Союзники так долго обманывали наши надежды, что как бы соглашались с тем невероятным, что здесь происходило. Постепенно мы так и привыкли о них думать. И самолеты их, и бомбы все эти годы ничего для нас не меняли. Сидели за Ла-Маншем, теперь сидят под Ахеном, хотя каждый второй немецкий танк без горючего, а каждый второй автомобиль с газогенераторной печкой. И, конечно, никто лучше нас не ощущал, что это слишком слабая либо нечестная игра. Никогда нам так не открывалось, что такое политика и какой она может быть. И слова Аркадия встретили с сочувствием.
Однако в воскресенье мне были выданы те же выбеленные туфли и тот же обширный пиджак Аркадия. Видно, я улавливал только отголоски споров. Разговор, конечно, не забылся, в глазах Аркадия была какая-то перегородка, когда он взглянул на меня. Но все-таки Ванюшина готовность рисковать была важнее.
Работали у немца на огороде. В обед он вынес по кусочку хлеба с прозрачными следами маргарина. Мы усолись в сарайчике. И вдруг в дверях увидели хозяина с мальчиком. Привыкая к темноте, они рассматривали нас.

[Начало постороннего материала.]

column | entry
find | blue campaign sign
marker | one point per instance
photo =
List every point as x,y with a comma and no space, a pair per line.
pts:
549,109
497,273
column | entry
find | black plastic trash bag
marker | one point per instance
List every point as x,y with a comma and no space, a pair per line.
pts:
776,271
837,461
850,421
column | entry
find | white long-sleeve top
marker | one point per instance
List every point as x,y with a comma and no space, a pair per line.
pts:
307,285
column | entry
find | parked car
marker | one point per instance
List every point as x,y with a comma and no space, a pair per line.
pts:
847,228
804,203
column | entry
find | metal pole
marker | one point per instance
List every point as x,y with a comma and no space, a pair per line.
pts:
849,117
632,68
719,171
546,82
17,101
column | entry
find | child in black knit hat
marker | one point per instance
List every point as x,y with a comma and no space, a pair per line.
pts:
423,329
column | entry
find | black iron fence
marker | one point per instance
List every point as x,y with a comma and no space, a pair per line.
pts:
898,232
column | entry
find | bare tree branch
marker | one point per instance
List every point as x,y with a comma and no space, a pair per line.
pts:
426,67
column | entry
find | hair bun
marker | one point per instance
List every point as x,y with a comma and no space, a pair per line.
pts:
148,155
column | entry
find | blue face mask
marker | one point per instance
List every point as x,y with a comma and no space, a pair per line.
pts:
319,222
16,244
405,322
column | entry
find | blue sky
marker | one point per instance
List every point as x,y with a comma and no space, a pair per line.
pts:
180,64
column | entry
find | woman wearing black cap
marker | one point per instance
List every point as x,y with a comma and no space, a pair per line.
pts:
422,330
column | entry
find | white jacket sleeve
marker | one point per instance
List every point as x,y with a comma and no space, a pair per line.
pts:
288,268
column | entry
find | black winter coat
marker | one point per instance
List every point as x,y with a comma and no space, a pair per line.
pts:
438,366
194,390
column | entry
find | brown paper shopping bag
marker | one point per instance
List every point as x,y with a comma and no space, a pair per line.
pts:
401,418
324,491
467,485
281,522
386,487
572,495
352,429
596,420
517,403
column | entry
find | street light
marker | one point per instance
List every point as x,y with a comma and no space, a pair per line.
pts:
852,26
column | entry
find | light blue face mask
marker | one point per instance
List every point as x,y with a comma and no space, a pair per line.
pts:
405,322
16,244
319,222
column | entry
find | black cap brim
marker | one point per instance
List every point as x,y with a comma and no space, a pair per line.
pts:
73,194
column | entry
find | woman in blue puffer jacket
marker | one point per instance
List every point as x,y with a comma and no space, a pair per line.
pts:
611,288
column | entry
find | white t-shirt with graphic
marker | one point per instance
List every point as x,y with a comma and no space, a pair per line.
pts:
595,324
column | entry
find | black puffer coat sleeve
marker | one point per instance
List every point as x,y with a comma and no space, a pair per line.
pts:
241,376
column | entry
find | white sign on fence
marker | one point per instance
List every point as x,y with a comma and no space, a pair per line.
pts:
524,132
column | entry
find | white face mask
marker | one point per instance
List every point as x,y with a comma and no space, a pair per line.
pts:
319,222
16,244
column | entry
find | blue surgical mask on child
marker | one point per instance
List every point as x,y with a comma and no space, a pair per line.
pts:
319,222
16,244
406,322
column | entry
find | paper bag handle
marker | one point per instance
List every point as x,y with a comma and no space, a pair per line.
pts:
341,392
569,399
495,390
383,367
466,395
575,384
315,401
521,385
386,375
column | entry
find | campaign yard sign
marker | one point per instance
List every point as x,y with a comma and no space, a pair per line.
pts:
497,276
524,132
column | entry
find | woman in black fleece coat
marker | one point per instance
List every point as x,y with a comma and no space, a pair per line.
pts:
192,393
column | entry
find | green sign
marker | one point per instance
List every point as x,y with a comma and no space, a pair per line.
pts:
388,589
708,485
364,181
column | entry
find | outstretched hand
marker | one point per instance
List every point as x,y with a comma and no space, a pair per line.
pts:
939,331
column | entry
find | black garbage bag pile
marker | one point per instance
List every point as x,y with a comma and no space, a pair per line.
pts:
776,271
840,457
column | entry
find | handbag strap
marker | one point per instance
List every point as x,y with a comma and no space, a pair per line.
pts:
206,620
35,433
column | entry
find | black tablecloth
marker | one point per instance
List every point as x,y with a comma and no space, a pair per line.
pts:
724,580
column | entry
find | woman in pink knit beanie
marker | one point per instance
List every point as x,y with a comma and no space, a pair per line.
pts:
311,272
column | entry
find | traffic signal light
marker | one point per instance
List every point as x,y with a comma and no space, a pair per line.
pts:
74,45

— Зис ду волль! — благодушно сказал хозяин мальчику.
— Погляди-ка!
Как— то мне пришлось работать в обители милосердия — кранкенхаузе. В больничном парке чистил граблями дорожки и думал, что здесь обязательно накормят. Сестра, которая распоряжалась мною, была не просто сестра милосердия, а сестра-монахиня. Тишина была парковая, загородная. Дважды меня звали на кухню, показывали помойные ведра:
— Вылей!
Пришла посмотреть какая-то начальница. Ничего не спросила, постояла и ушла.
Ничего не дали.
Возможно (так я думаю сейчас), немцы оплачивали нашу работу лагерю. Но ведь и считая себя с лагерем в расчете, они имели дело с истощенными людьми. Количество ненависти к нам не увеличилось к концу войны, как можно было бы ожидать, а уменьшилось. Ненависть была режимом, ритуалом, а к концу войны режимы обмялись. Даже в полицаях была заметна расслабленность. Особая лень. Они уступали желаниям, которых раньше, наверно, и не замечали, так легко они подавлялись дисциплиной. Слонялись. Выбирали прогретые солнцем места. И пост перед воротами оказывался оставленным. Так что дело не в ненависти. Тут тоже, должно быть, было чувство превосходства.
Расслабленность была заметна и у солдат. Даже по лихим пропыленным маскировочным плащам наблюдателей за воздухом, которые ездили верхом на автомобильных крыльях, было понятно, что это армия, терпящая поражение. Фронт, не защищенный с воздуха.
У нашего хозяина усики и челка наци — «под Гитлера». Рассчитывая вызвать сочувствие, он говорит нам, что вторую мировую войну, как и первую, Германия проиграла. Я пораженно смотрю на гитлеровские усики, а он многозначительно поднимает палец.
— Або дритте!..
— Но третью!..
Уже начинает пророчествовать.
Не метафорически, а на самом деле в ту весну мы стали замечать давление солнечного тепла. Землю стали замечать. И что на ней растет. Цвет крыш, блеск окон.
С того места, где мы работаем, видна радиомачта на горе. Утром она казалась черной, теперь посветлела.
— Дюралевая труба, — говорит Ванюша. — Взорвать бы ее.
Никакого предварительного плана у нас не было, но, когда немец нас отпустил, Ванюша опять повел меня по направлению к мачте. Опять Ванюша раздобыл палку — держак от короткой лопаты или граблей — и бодро нес ее на плече. Двое русских возвращаются с работы. Скоро, однако, я почувствовал, что дорога уводит нас и от мачты и от городка. Ванюше это тоже должно было прийти в голову, но он шел не оглядываясь и задумался только тогда, когда радиомачта оказалась за нашей спиной. Мы сменили дорогу, а первый же встречный немец шарахнулся и долго кричал и грозил вслед.
— Палка! — догадался я.
— Выбросить? — спросил Ванюша.
Решили все-таки, что палка нас маскирует, а немец просто паникер. Однако еще один немец, заметив нас издали, засомневался, туда ли он идет.
— Спросить бы дорогу, — осторожно предложил я и крикнул: — Айн момент!
Немец сошел с дороги и стал спускаться под горку. Ниже была еще одна дорога. Пересекалась ли она нашей, ответвлялась ли от нее, совпадала ли по направлению, мы не знали. Теперь забеспокоился и Ванюша.